Entre las que más destacan,
vamos a citar algunas: el origen del dicho «Salga el Sol por Antequera»,
el Abencerraje y la leyenda de la Peña de los Enamorados,
entre otras.
«Salga El Sol
por Antequera». Corrían los inicios del siglo XV. Antequera
estaba bajo el poder árabe y las tropas cristianas venían del norte
de la Península para reconquistar sus tierras. El Infante don Fernando
de Aragón dudaba qué tierra tomar. Una noche se le apareció una joven
resplandeciente rodeada de leones y le dijo que no dudase y que «Salga
el Sol por Antequera y que sea lo que Dios quiera».
El Infante, junto a
sus tropas, no dudó y fue a por Antequera, siendo retomada.
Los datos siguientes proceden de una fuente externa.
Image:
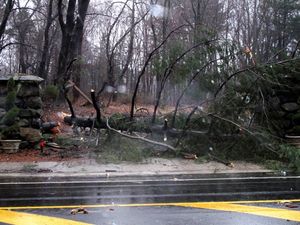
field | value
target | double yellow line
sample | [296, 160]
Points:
[10, 216]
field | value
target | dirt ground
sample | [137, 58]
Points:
[56, 113]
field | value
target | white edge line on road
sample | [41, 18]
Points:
[146, 180]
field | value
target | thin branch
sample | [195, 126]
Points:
[139, 137]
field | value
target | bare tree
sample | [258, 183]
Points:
[72, 37]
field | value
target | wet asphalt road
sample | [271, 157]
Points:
[111, 191]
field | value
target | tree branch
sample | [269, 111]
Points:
[139, 137]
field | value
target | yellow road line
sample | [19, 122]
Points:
[254, 210]
[20, 218]
[145, 204]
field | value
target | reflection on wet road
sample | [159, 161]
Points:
[154, 200]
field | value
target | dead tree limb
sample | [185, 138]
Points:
[139, 138]
[168, 71]
[145, 66]
[96, 106]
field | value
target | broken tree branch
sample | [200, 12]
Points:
[139, 137]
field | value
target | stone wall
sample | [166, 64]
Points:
[28, 100]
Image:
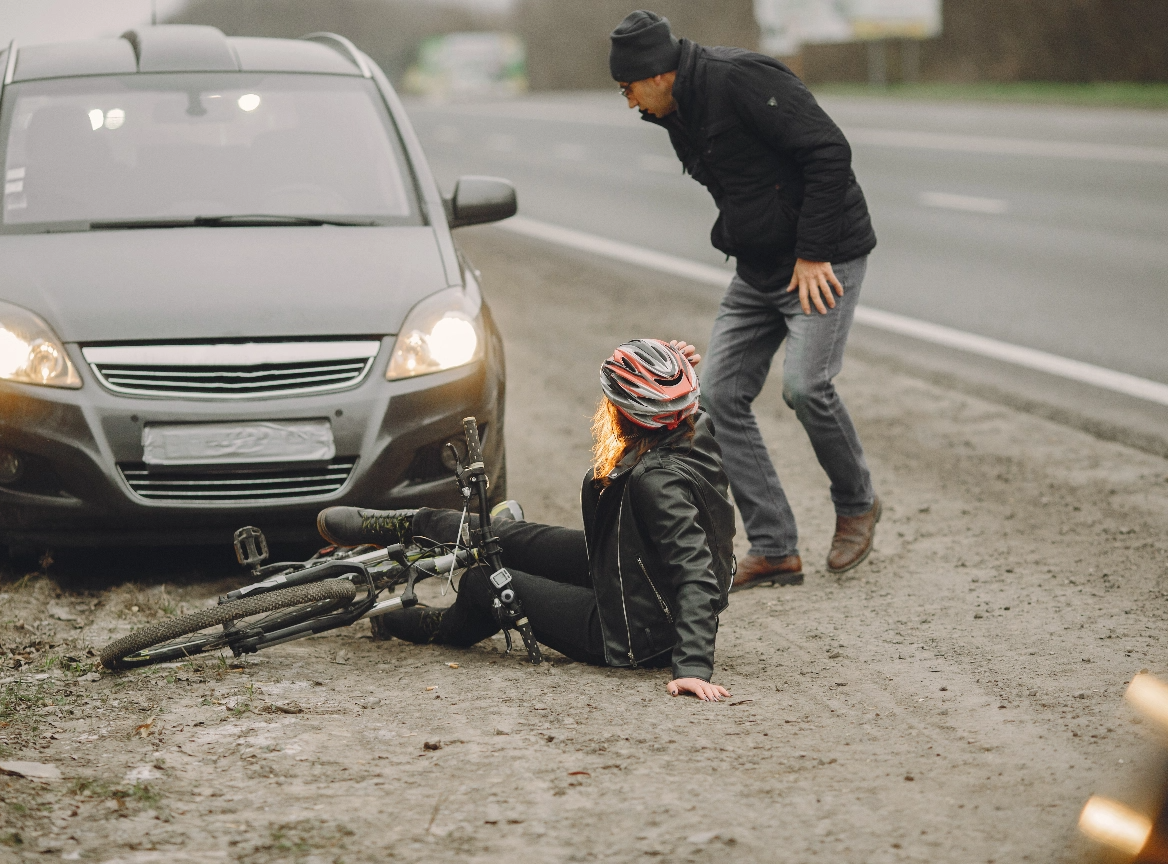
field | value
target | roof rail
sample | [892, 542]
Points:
[343, 47]
[9, 69]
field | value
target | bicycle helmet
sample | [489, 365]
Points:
[651, 383]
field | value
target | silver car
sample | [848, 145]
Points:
[228, 292]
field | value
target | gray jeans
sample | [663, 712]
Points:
[748, 332]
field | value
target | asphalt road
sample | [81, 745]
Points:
[1041, 227]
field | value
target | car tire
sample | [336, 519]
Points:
[25, 559]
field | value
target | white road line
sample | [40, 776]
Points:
[924, 331]
[1007, 146]
[970, 203]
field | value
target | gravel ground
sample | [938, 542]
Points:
[956, 698]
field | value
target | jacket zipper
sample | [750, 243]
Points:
[620, 578]
[665, 608]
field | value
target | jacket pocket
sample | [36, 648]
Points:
[760, 222]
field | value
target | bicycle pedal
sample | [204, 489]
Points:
[250, 547]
La joven
que se le apareció era Santa Eufemia, virgen y mártir calcedonense,
que fue designada divinamente como Patrona de la ciudad de Antequera
desde aquel 16 de septiembre de 1410, fecha que destaca por varios desenlaces
en torno a la noche mágica e inolvidable de las candelas (cfy,
fil, mmm).
Desde aquel entonces,
fue empleándose esta frase que hoy aún perdura en muchas conversaciones.
De años más tarde,
es la fortuna literaria del «Abencerraje», protagonizada
por Rodrigo de Narváez y Jarifa Abindarráez. Dos jóvenes enamorados
y un héroe moro. El mismo Miguel de Cervantes en «El Quijote»
se basa en ella en uno de sus capítulos de su celebérrima obra maestra.
Pero la leyenda que
más se conoce y más encanta a todos los que la escuchan es la de «La
Peña de los Enamorados». Era Antequera límite fronterizo de
la España cristiana con la morisca. Un joven cristiano, Tello, cae prisionero
en una localidad próxima. La hija del mandatario moro de esta localidad,
Tagzona, va por curiosidad a los calabozos en los que se encuentra con
Tello. Ambos, de una sola mirada casi única, caen enamorados y deciden
marcharse, ya que por aquellos siglos, no se les permitía contraer matrimonio
a parejas de distintas creencias.
Aunque escapan de la
cárcel, son descubiertos por los guardias que, con el padre de Tagzona
al frente, salen a su captura. El desafío se va difuminando, los moros
se acercan y no saben qué hacer. Llegan a un peñón en las entradas de
la ciudad de Antequera, decidiendo subir por él. Ya en todo lo alto,
los arqueros del padre moro apuntan a los jóvenes. Ambos se miran, se
cogen de la mano, y se colocan al filo de la cima. No tenían escapatoria:
rendirse y ser capturados y separados. Pero no, Tello y Tagzona, unidos
por sus manos, vuelven a mirarse fijamente y se despeñan, saltan al
vacío.
Prueba clara en la
que se demuestra que el amor no tiene límites, ni los de las creencias
ni las imposiciones de los padres. Hoy en día, aún en Antequera se toma
como referencia en las declaraciones de amor entre los jóvenes enamorados,
aunque ni decir que se queda en palabras y no en hechos, destacando
sobre todo el quedamiento. Hay algunos que le recitan a su amada la
leyenda, otros que le interfieren con fuegos artificiales e incluso,
los más osados, son capaces de alzar una avioneta con el nombre de su
amada...
Por enumerar otras
tantas, existe la de la Fuente del Toro, basada en una fuente que tenía
en su frente un gran tesoro, que era Antequera y no oro. O la del Cristo
de los Avisos, donde un crucifijo avisó a un noble caballero antes de
ser asesinado. O la del Arco del Nazareno, la de Jesús de la Sangre...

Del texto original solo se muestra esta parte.